In the cyclical way of intellectual fashion, all this has been said before, albeit far more obliquely. More than 150 years ago, that eccentric genius Étienne Geoffroy Saint-Hilaire – Linnaeus of deformity, discoverer of the universal law of mutual attraction – sought to construct a scientific programme, a philosophic anatomique, that would demonstrate that the animal world, seemingly so vast and various, was in fact one.

His initial goal was modest enough. Geoffroy attempted to show that structures that appear in mammals were the same, only modified, as those that appeared in other vertebrates, such as fish, reptiles and amphibians. In other words, he attempted to identify what we now call homologues, arguing, for example, that the opercular bones of fish (which cover the gills) were essentially the same as the tiny bones that make up the middle ears of mammals (the malleus, stapes and incus).
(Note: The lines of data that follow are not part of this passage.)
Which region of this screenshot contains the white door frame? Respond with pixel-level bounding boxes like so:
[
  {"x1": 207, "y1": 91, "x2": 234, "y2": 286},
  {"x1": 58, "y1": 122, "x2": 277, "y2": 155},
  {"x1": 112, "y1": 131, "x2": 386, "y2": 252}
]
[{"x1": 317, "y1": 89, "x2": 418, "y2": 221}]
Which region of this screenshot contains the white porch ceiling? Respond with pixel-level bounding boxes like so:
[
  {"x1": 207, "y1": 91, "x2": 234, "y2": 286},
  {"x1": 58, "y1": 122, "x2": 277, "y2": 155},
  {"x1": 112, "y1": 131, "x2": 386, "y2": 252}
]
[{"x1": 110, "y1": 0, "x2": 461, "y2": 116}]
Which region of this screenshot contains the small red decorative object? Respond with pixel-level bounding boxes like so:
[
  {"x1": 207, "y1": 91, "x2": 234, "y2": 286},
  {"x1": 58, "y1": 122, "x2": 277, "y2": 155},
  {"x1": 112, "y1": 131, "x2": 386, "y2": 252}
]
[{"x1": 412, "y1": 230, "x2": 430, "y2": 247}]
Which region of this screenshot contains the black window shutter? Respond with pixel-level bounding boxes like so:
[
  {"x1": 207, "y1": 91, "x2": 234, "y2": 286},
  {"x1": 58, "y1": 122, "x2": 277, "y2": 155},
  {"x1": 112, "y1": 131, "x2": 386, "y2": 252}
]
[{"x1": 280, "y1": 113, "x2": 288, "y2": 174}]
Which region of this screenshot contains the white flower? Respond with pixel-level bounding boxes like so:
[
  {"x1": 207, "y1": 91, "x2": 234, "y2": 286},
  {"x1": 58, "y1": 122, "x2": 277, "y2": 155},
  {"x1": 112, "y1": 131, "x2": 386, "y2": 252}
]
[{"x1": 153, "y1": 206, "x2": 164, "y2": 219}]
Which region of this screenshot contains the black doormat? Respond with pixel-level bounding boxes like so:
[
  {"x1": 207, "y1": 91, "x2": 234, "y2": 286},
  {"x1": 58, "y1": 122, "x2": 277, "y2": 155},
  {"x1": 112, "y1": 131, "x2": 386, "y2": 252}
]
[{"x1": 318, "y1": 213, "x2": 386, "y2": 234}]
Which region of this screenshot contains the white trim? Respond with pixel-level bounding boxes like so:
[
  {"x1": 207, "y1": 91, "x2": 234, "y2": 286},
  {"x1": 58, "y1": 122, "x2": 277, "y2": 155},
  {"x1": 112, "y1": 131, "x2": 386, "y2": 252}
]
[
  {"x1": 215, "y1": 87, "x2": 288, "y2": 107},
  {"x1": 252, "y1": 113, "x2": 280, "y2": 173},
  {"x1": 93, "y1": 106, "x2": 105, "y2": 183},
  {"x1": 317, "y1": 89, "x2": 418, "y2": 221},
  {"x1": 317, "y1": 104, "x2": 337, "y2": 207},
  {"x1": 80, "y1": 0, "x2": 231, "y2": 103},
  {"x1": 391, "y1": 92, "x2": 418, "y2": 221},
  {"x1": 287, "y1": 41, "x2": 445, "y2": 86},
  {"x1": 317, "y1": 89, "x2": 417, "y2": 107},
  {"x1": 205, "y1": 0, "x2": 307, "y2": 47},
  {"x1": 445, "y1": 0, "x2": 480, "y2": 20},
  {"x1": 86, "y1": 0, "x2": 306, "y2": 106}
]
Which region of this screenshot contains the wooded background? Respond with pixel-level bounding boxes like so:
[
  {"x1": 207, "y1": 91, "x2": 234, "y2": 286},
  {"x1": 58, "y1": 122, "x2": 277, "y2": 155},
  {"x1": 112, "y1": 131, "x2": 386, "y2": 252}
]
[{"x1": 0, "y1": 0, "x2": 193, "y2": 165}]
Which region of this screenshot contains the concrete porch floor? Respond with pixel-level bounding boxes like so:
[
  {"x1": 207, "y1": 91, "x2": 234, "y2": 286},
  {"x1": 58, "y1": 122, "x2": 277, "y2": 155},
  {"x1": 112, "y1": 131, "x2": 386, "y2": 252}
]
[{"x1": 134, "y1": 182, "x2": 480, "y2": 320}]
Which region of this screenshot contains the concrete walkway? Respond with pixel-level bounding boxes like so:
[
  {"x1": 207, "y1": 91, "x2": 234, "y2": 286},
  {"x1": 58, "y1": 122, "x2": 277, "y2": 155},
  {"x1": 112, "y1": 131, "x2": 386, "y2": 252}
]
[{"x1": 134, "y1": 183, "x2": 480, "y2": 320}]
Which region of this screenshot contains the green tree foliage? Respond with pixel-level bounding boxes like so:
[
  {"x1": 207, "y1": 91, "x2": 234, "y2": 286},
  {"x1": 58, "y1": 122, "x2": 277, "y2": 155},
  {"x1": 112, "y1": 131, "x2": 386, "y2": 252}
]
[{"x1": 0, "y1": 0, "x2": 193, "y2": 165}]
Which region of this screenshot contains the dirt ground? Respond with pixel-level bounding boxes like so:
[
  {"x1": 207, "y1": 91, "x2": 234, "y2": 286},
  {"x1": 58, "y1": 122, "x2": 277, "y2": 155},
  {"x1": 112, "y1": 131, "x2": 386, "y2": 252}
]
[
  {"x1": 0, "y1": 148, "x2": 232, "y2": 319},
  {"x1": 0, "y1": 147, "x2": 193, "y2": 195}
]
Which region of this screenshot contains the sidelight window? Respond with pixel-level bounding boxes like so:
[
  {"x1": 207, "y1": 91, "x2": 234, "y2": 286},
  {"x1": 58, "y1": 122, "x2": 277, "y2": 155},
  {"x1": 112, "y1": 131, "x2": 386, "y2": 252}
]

But opercular bones were small beer for a truly synthetic thinker: Geoffroy went on to find homologies between the most wonderfully disparate structures in the most wildly different creatures. Confronted with the exoskeleton of an insect and the vertebrae of a fish, he proposed that they were one and the same. To be sure, insects have an exoskeleton (all their guts inside their hard parts) while fish have an endoskeleton (bones surrounded by soft parts), but where other anatomists saw this as ample reason to keep them distinct, Geoffroy explained with the simple confidence of the visionary that ‘every animal lives within or without its vertebral column’. Not content with this, he went on to show how the anatomy of the lobster was really very similar to that of a vertebrate – if only you flipped it on its back. Where lobsters carry their major nerve cord on their ventral sides (bellies) and their major blood vessels on their dorsal sides (backs), the reverse is true for vertebrates. And then there was the curious case of cephalopods: if one took a duck and folded it in half backwards so that its tail touched its head (an exercise performed, I believe, on paper alone), did its anatomy not resemble that of a cuttlefish?

It did not. Geoffroy’s speculations attracted the wrath of Cuvier, his powerful rival at the Museum. The result was a debate in front of the Académie Française in 1829 that Geoffroy lost – a duck doesn’t look like a cuttlefish no matter how you bend it; even homologies between fish opercula and the mammalian middle ear didn’t bear serious scrutiny. Yet if the particular homologies that he proposed sometimes seemed absurd, even in his day, his general method was not. Different organisms do have structures that are modified yet somehow similar. Indeed, the idea of homology is so commonplace in biology today (we speak of homology among genes as easily as among fore-limbs) that it is easy to read into Geoffroy’s claims an evolutionary meaning he did not intend. The homologies that he saw, or thought he saw, were, as far as he was concerned, placed there by the Creator. It was the age of what would be called Transcendental Anatomy.